Says Kiyota, “The next step for Ibasho is to transform affordable housing communities to be much more livable. We have to sit down and ask elders what they really need and want.”
Beyond Assisted Living
Dr. Keren Brown Wilson’s prescription for the future of aging echoes Kiyota’s. Wilson essentially created the concept of assisted living forty years ago as a graduate student in gerontology, when her mother, a nursing home resident at 65 due to a stroke, asked, “Why don’t you do something to help people like me?” Wilson interpreted her words to mean, “Figure out a better way to deliver long-term care.” She has devoted her career to developing ways for low-income elders to participate with purpose.
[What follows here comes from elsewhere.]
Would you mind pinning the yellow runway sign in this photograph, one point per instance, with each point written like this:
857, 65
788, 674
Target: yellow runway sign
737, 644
Wilson’s vision began with reframing the type of environment that would support an older person who needed substantial care every day. She envisioned a person-centered residential environment with a variable level of service as needs changed. And as the aging population explodes, the need for such models escalates exponentially.
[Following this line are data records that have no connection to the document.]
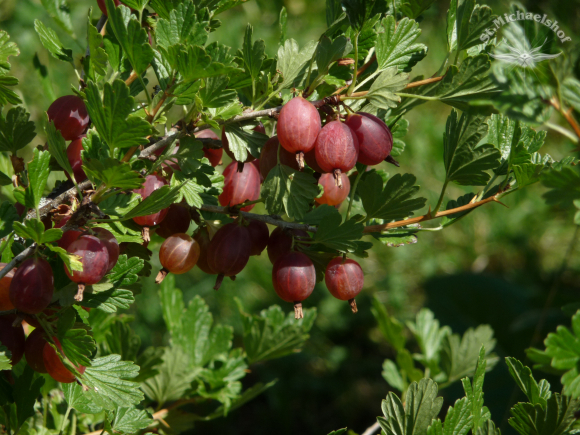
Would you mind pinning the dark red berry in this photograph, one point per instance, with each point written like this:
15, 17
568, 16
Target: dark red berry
259, 235
110, 242
73, 153
333, 195
294, 278
178, 254
32, 287
202, 238
269, 157
336, 149
34, 348
151, 184
94, 257
344, 279
12, 337
176, 221
240, 187
55, 367
298, 126
214, 155
280, 242
5, 302
70, 116
375, 140
229, 251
The Silver Tsunami Touches All
By 2050, 80 percent of the world’s aging population will live in developing countries. However, healthcare systems are typically focused on child and maternal health.
“The aging pyramid is now a rectangle. How do we support people regardless of age, and regardless of income? It’s a grassroots effort, and we need infrastructure,” says Wilson. She created the The JFRF Foundation to empower communities in resource-constrained areas to “identify, strengthen and develop assets to support underserved older adults through a multi-generational, sustainable network of resources.”
Wilson recommends we focus on:
- Affordable housing with services. Help local communities create settings where people can organize themselves, using joint purchasing power to reduce the cost of a “unit of service” to stretch their dollars (e.g., the Village model). This may be an area where a reverse mortgage can help.
- Modifying successful models. Adapt the “promotora model” from child and maternal health (lay training to educate others) for older adults, to ensure people who need more attention have their needs met.
- Build capacity. Encourage elders to use their skills and knowledge (similar to Ibasho), and take an intergenerational approach of mutual support for vulnerable individuals of all ages.
She says, “We must become champions for change who build trust within the local community.”